And we’re jazzed. Reports from the farms are glowing. Strata is growing like a weed, which makes sense botanically if not herbally. All of which means we should see a substantial bump in the yields above the stunning average of around 2,000 pounds an acre last season.
Until the 2017 harvest in September, Worthy will be offering Strata IPA as a draft only treat. If you can’t find Strata IPA on tap, ask your bartender to contact us, or click here for a list of where it’s currently pouring.
In September, we’ll put Strata IPA in a 22 ounce bottle. Check out the label above. What do you think? A cross between Jimi Hendrix’s electric day glow and the hand drawn musings of counter culture icon Robert Crumb? We love the purple haze pop and the concert lights glow and the phantasmagoric layering.
After we big bottle Strata IPA, then what? Are we going to can it? We’ll have to wait and see. Indie Hops this spring planted another 60 acres in the Willamette Valley so the future certainly looks bright for all concerned – the farmers, the brewers, the insatiable ‘give me the latest greatest” hop heads and your basic beer lovers.
Let us know what you think about Strata IPA. Strata is a pioneering hop – it’s the first new hop to emerge from the OSU-Indie Hops breeding program, and it’s the first independently owned hop ever designed, tested and grown in Oregon. Want to support Oregon hop research, Oregon hop farmers, and Oregon real craft breweries? Drink Worthy!
Watching the weeds grow.
Tue, 25 Apr 2017 18:55:00
It pays to be prudent, if not skeptical. Is this beer really that good? Does the new hop really make a difference? Will beer lovers really love it?

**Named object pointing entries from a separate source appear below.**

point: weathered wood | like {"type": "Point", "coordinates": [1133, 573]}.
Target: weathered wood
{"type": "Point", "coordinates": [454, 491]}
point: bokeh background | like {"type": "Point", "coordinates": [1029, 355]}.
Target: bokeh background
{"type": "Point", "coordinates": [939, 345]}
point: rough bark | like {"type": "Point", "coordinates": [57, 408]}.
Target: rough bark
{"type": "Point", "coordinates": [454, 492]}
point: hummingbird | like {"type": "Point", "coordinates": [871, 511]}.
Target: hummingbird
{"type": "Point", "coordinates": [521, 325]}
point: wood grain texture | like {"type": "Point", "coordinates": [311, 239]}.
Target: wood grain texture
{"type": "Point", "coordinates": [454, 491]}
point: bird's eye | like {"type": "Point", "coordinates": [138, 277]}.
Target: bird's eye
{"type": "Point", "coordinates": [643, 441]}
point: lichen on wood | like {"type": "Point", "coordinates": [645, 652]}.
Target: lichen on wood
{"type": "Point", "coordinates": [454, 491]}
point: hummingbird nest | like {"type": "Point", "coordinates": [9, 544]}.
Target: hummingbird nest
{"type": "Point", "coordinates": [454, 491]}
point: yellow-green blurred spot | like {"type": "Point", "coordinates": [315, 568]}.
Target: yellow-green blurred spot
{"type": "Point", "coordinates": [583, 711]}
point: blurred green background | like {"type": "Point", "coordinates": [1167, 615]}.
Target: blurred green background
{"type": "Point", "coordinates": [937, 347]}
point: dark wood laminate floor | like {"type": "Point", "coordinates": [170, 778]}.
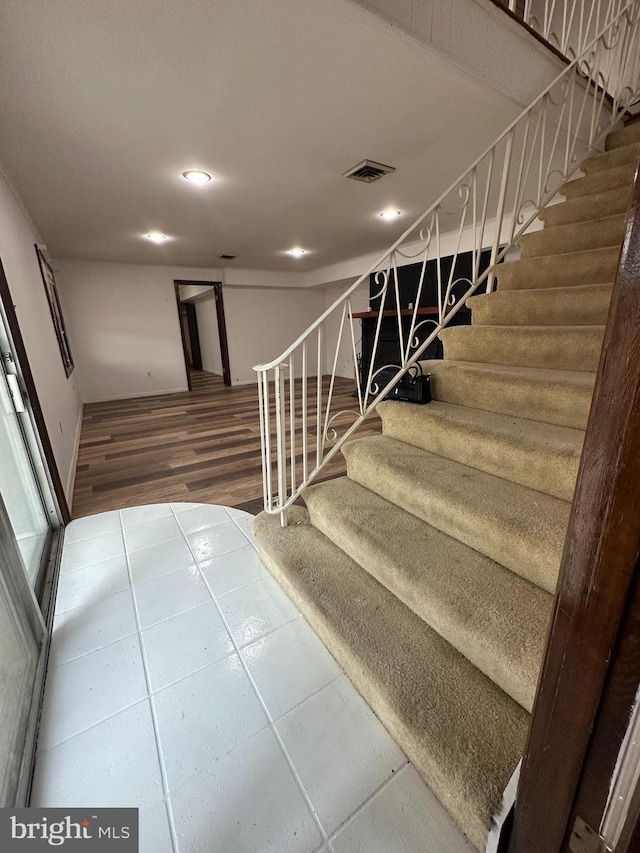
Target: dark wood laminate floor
{"type": "Point", "coordinates": [201, 446]}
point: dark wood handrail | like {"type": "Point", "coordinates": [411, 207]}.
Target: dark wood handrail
{"type": "Point", "coordinates": [392, 312]}
{"type": "Point", "coordinates": [596, 576]}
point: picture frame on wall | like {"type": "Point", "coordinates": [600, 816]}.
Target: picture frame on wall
{"type": "Point", "coordinates": [49, 281]}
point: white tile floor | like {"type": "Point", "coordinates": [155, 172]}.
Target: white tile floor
{"type": "Point", "coordinates": [183, 681]}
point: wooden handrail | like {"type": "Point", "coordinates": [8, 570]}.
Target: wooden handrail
{"type": "Point", "coordinates": [596, 575]}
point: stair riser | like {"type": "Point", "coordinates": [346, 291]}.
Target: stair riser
{"type": "Point", "coordinates": [599, 234]}
{"type": "Point", "coordinates": [453, 581]}
{"type": "Point", "coordinates": [537, 560]}
{"type": "Point", "coordinates": [595, 267]}
{"type": "Point", "coordinates": [552, 403]}
{"type": "Point", "coordinates": [550, 471]}
{"type": "Point", "coordinates": [599, 182]}
{"type": "Point", "coordinates": [433, 702]}
{"type": "Point", "coordinates": [627, 155]}
{"type": "Point", "coordinates": [553, 348]}
{"type": "Point", "coordinates": [586, 209]}
{"type": "Point", "coordinates": [556, 306]}
{"type": "Point", "coordinates": [625, 136]}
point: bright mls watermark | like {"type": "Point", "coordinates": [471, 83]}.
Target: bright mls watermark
{"type": "Point", "coordinates": [36, 830]}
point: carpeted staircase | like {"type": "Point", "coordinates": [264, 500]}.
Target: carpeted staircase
{"type": "Point", "coordinates": [429, 569]}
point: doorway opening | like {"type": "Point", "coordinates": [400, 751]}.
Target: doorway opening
{"type": "Point", "coordinates": [204, 331]}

Worthy has been working closely with our friends at Oregon State University and Indie Hops on pilot brewing with their new hop, X-331, which IH is naming “Strata.” This is the new open-pollinated Perle with the tropical, terpiffic, multi-layered flavor profile that’s been generating a bit of buzz recently.
So, is it any good? The judges for the 2017 Oregon Beer Awards recently thought so, awarding Worthy’s StrataSphere IPA a gold medal in the Sessionable Hoppy IPA category.
That’s great, and we are grateful. Our brewers enjoyed brewing with this strange hop. It’s high oil content, dual purpose bittering level (12% alpha) and tropical aroma with a whiff of earthy dankness presented many toys to play with.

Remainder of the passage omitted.